Police have arrested a suspect in connection with a break-in at the General-Secretariat of the Ministry of Internal Administration, on Rua de São Mamede in downtown Lisbon, in which eight computers were stolen.
The suspect is a 39-year-old Portuguese man, known as a drug addict, with a history of petty crime in France.
Investigators believe that the man acted alone.
According to reports, the burglary took place at 5am on Wednesday, August 28, but the officer on duty at the premises wasn’t alerted until 9.52am, when staff began to arrive and saw offices in disarray “with signs of having been rummaged through”.
During the break-in, eight computers were stolen. One of the computers belonged to Teresa Costa, the Deputy Secretary-General of the Home Ministry, and the other computer belonger to the head of the IT department.
The equipment has not yet been recovered and the suspect said that he sold the computers (worth 600 euros each) on the same night.
The PSP is said to be on the trail of a Senegalese national, who belongs to an organised group with no fixed address and that usually operates in downtown Lisbon.
The Ministry of Internal Administration has since issued a statement saying that there is no (nor has there ever been) risk of undue access to confidential information.
Instead, the Ministry claimed that of the eight computers stolen, only two were used regularly and the rest were spare or replacement computers.
“Furthermore, these computers were not, nor have they ever been, connected to, nor do they have access to, classified or relevant information,” the text continues.
The Ministry also denied that the building’s video surveillance cameras were “faulty or switched off”: “They were working normally and the images were visible at the respective checkpoint”.
However, it did admit that there had been a “failure to record the images”, but that this “did not prevent the identification of the suspect and his arrest”.
The suspect will now be brought before a judge in an enquiry being carried out by the Lisbon Department of Investigation and Penal Action.
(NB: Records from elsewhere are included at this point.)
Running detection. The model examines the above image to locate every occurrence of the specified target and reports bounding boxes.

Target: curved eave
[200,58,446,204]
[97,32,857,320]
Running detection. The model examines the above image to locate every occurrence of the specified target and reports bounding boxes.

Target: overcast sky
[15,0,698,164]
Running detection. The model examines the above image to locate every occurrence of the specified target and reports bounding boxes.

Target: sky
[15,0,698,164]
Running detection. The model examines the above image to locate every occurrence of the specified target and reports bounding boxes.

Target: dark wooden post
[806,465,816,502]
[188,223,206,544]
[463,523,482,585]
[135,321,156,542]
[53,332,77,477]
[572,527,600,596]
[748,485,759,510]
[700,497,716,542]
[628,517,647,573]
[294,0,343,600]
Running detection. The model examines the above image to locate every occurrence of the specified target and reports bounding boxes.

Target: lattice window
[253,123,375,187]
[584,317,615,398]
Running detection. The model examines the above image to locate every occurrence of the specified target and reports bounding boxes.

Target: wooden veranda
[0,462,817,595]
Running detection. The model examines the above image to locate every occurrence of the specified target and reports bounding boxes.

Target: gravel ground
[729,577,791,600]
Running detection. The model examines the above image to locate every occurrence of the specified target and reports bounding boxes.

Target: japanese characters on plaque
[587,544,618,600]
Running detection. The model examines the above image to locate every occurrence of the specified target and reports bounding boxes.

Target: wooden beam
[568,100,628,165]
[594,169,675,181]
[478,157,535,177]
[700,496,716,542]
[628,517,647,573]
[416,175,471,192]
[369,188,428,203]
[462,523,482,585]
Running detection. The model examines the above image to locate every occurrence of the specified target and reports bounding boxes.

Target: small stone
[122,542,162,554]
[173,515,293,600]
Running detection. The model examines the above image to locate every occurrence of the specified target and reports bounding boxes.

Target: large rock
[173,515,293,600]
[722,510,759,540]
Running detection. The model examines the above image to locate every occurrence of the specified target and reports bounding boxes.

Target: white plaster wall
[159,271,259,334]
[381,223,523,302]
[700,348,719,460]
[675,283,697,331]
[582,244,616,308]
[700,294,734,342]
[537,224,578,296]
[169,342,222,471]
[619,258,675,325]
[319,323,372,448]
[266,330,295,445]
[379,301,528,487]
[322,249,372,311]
Between the incident and Monday, the PSP deployed several teams on the ground and arrived at the suspect by gathering information and analysing evidence, according to CNN.
Margarida Blasco, the Minister of Internal Affairs, said in a statement sent to the press that “the intrusion was only possible by climbing into an adjacent building, which is undergoing intervention”.
Parties request a Parliament hearing
Following the break-in, both the Liberal Initiative (IL) and the Socialist Party (PS) have called for the Minister of Internal Affairs to be heard in Parliament “as a matter of urgency”.
The Socialists said that the incident represents a “serious security breach, which raises serious questions about the protection of the sensitive information contained in the stolen computers and the possible violation of citizens’ personal data”.
IL, meanwhile, blamed “an apparent lack of security culture in state institutions”, demonstrated by this case and other episodes in the past.
This “jeopardises not only the security of the country and its citizens, but also its credibility with international partners, especially in an increasingly hostile international context,” the party said.
Chega considered that the assault on the building of the General Secretariat of the Ministry of Home Affairs to be “a rather caricatured and ridiculous situation” that shows “the lack of security that exists in Portugal”.